REPUBLIKA.CO.ID, PEKANBARU -- Warga di Kota Pekanbaru mulai mengungsi ke daerah lain akibat kabut asap kebakaran hutan dan lahan (karhutla) di Provinsi Riau semakin pekat dan mengganggu kesehatan. Seorang warga Kota Pekanbaru Hadly Vavaldy (30 tahun) mengatakan memilih membawa istri dan anaknya yang masih balita ke Kota Medan, Provinsi Sumatra Utara, karena asap makin pekat.
“(Kami) memang ada rencana ke Medan, tapi karena asap akhirnya dipercepat. Kasihan anak (saya),” kata Hadly yang ketika dihubungi Antara sudah berada di bus tujuan Medan, Senin (26/8).
Ia mengungkapkan anak semata wayangnya yang baru berusia 16 bulan mulai sakit-sakitan diduga karena kondisi udara yang tidak sehat. Partikel kecil yang terkandung di dalam asap atau jerebu karhutla sangat berbahaya terutama bagi anak-anak dan lansia.
“Semalam (anak) demam, batuk sedikit, Alhamdulillah pagi ini sudah sehat lagi,” katanya.
Kepala Bidang Pencegahan dan Pengendalian Penyakit Dinas Kesehatan Kota Pekanbaru, Maisel Fidayesi, mengatakan polusi asap karhutla selama tiga hari terakhir di Pekanbaru memang kian memprihatinkan. Indeks standar pencemar udara (ISPU) meski cenderung berfluktuatif, rata-rata ada kisaran di atas 100 atau status sedang dan sempat juga ke status tidak sehat.
Ketika ISPU menunjukkan partikulat molekul 10 (PM10) berada di atas 100 sampai 199, lanjutnya, maka kondisi itu berbahaya buat manusia yang rentan seperti balita, ibu hamil dan yang punya riwayat asma. “Tiga hari ini kondisi lebih buruk dibanding minggu lalu. Angka PM10 meningkat di pagi hari sampai jelang siang, ada yang sampai 200 kemudian turun jadi berfluktuatif,” katanya.
Ia mengatakan Dinas Kesehatan Pekanbaru sejak 29 Juli lalu sudah mengeluarkan surat kewaspadaan dampak asap Karhutla ke seluruh 21 Puskesmas di Pekanbaru.
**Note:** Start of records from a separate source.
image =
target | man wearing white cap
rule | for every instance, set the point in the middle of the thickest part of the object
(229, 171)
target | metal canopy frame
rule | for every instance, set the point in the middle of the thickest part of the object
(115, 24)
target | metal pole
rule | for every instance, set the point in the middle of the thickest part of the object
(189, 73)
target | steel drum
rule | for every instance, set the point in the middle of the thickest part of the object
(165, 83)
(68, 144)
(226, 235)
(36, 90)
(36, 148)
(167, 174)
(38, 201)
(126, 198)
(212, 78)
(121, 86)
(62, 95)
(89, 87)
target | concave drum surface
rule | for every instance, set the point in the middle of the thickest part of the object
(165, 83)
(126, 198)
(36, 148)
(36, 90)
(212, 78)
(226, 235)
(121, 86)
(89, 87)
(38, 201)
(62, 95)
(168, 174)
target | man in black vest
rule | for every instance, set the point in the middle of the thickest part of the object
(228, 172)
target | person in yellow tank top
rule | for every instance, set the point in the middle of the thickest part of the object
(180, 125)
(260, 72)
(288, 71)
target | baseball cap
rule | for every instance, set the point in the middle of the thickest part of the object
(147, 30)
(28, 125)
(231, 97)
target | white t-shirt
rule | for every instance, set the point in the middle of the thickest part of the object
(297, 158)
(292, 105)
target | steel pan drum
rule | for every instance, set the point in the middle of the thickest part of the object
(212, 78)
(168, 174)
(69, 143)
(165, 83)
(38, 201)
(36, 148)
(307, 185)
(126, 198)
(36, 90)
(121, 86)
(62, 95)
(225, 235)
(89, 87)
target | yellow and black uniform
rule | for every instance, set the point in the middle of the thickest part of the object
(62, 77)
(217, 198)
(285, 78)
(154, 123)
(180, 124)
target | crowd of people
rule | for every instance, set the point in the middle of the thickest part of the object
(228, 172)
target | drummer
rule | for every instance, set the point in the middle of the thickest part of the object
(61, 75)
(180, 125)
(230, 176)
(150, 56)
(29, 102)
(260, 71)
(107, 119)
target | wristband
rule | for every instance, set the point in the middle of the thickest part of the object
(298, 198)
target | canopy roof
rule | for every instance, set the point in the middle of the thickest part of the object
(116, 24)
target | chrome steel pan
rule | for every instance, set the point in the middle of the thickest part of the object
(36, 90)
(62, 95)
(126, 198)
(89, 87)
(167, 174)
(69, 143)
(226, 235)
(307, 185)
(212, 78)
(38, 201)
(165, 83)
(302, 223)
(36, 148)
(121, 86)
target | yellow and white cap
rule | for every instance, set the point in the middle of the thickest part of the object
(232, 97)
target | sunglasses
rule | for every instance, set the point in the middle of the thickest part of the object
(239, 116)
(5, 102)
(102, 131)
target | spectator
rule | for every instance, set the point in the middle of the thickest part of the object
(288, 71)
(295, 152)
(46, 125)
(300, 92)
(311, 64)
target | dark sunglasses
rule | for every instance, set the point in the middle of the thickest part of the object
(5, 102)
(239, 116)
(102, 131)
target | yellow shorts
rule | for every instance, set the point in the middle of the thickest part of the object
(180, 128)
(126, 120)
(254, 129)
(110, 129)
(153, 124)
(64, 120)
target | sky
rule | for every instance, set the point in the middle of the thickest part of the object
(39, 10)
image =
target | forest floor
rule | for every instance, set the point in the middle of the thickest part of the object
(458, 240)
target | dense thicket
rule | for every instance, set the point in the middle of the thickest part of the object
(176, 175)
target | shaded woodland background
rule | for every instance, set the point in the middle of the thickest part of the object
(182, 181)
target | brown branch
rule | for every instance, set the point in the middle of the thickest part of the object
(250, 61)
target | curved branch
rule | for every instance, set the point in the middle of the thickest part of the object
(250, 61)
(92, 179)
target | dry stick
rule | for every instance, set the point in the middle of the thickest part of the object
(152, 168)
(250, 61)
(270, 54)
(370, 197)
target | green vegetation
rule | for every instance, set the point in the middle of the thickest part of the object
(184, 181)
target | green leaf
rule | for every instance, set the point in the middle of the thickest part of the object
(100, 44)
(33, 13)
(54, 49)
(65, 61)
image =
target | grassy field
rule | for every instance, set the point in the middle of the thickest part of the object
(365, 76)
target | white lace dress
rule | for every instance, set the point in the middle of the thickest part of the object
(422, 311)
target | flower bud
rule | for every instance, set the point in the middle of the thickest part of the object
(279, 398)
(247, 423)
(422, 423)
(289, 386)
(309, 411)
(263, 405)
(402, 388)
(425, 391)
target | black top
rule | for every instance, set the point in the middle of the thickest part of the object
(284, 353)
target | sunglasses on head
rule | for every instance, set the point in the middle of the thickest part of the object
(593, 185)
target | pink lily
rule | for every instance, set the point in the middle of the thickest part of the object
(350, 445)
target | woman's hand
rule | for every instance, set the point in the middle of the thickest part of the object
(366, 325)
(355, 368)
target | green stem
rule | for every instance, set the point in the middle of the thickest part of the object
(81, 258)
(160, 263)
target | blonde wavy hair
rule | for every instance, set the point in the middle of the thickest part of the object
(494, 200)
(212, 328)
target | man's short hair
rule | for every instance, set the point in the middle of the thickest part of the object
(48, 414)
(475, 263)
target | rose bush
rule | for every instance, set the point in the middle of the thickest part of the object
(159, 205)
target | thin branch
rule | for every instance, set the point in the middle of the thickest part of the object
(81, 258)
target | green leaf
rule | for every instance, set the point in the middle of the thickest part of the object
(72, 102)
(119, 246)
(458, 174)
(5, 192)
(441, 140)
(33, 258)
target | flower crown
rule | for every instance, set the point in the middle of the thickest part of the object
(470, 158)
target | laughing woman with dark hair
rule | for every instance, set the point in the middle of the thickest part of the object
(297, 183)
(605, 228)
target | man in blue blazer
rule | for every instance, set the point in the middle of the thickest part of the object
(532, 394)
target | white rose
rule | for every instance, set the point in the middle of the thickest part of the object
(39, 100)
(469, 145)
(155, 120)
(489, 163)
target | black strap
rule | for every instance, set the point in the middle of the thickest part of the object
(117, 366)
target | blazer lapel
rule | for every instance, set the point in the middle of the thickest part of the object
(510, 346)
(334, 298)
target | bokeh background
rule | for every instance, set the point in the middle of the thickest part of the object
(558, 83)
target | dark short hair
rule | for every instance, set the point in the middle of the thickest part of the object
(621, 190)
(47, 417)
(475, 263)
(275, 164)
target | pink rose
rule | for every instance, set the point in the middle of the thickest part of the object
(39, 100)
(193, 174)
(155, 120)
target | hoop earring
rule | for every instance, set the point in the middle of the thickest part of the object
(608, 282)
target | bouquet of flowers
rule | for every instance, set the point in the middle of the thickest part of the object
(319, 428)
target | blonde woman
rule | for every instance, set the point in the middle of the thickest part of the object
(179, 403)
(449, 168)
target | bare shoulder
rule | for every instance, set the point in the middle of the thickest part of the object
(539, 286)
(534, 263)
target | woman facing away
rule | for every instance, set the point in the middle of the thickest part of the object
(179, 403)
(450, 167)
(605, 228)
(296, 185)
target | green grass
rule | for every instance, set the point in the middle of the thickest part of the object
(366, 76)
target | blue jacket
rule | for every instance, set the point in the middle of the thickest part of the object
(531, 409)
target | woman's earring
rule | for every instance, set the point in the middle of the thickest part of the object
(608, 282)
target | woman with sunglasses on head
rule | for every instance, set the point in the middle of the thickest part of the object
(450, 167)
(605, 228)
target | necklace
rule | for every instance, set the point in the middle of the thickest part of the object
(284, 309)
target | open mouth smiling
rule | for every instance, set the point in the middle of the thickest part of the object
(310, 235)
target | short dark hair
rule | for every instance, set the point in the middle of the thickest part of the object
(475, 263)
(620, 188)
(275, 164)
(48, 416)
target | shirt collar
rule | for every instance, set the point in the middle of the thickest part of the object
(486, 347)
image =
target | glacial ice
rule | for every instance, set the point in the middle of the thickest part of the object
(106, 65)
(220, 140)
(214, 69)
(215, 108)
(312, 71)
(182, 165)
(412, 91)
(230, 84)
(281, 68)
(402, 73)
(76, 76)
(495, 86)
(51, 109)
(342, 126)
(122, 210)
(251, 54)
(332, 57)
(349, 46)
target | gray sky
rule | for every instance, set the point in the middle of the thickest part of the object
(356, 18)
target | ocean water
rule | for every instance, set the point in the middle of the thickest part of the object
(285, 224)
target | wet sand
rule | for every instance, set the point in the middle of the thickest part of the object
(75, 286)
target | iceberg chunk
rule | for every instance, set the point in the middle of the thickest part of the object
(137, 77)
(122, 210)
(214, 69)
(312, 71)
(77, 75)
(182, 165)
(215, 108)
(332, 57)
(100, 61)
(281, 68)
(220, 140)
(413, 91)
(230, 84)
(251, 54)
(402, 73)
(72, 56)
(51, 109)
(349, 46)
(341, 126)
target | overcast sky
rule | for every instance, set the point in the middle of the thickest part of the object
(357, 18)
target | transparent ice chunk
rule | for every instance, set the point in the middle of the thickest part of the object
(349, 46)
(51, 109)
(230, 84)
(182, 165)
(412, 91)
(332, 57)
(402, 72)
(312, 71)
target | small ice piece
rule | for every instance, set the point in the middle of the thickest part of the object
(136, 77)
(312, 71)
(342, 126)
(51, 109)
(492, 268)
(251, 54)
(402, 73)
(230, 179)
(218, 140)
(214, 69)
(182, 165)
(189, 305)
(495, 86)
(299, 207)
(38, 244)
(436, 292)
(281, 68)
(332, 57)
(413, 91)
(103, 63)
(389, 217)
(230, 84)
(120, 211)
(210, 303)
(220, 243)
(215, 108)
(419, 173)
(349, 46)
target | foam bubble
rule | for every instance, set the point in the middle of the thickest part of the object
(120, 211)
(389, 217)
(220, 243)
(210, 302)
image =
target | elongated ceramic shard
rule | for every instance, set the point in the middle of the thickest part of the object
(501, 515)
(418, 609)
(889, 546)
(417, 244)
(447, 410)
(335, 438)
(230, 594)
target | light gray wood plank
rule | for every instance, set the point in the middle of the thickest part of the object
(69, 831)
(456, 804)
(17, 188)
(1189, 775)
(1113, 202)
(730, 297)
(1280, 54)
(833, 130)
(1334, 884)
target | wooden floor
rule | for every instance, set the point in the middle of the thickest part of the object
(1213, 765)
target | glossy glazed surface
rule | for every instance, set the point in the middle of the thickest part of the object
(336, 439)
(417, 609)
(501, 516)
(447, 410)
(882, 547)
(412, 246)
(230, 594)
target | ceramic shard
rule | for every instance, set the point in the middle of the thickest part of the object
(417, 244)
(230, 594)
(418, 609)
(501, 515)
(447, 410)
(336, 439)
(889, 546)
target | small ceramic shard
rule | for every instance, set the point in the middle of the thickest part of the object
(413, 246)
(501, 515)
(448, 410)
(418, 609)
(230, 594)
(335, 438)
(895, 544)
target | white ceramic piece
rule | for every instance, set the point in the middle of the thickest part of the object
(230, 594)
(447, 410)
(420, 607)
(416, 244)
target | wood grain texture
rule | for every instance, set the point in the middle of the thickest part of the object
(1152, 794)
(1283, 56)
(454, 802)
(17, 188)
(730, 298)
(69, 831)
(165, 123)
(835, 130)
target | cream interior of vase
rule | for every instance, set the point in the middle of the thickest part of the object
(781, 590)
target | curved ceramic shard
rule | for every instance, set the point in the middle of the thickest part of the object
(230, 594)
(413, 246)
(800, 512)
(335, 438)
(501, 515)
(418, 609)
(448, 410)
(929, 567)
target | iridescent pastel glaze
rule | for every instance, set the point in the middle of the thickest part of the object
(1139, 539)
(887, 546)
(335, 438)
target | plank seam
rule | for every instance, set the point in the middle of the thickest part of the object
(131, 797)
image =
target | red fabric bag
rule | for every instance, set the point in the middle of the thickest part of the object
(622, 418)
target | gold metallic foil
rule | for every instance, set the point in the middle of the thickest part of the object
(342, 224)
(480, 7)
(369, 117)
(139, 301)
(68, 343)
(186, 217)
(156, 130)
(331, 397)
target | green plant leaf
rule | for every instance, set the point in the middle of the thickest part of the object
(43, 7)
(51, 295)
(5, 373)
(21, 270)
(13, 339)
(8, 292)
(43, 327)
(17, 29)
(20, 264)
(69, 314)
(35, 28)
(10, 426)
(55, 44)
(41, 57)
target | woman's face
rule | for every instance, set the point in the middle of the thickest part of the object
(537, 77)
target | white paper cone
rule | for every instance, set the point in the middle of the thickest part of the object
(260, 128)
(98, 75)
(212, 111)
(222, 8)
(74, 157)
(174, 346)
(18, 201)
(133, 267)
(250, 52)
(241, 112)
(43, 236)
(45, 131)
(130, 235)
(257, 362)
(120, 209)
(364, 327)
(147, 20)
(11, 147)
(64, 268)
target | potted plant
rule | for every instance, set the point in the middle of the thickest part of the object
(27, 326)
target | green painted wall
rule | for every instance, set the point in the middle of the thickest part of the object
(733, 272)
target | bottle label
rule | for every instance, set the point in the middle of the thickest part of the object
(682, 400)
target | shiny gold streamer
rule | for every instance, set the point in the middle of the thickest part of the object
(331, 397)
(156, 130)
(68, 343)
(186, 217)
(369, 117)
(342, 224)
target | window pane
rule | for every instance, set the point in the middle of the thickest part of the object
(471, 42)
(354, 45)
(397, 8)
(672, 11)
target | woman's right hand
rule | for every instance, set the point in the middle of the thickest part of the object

Informasi kewaspadaan itu juga disebarluaskan ke sekolah-sekolah, kecamatan dan sampai ke warga. Meski begitu, ia mengakui masih ada warga yang tidak sadar akan bahaya asap.
Warga yang rentan dari dampak asap disarankan tidak melakukan kegiatan di luar rumah, apabila terpaksa beraktivitas maka harus mengenakan masker. “Kita terus mengimbau masyarakat kurangi aktivitas di luar rumah dengan kondisi (asap) seperti ini,” katanya.
Ia menambahkan, jumlah penderita ISPA (Infeksi Saluran Pernafasan Atas) di Pekanbaru terlihat ada sedikit peningkatan dibandingkan sebelumnya. Dalam kurun waktu sejak 29 Juli hingga Agustus terpantau ada 4.000 pasien ISPA yang berobat di 21 Puskesmas di Pekanbaru.
“Sebelumnya jumlah pasien ISPA ada 3.600 orang dalam sebulan, artinya ada sedikit peningkatan 400 orang dalam sebulan,” katanya.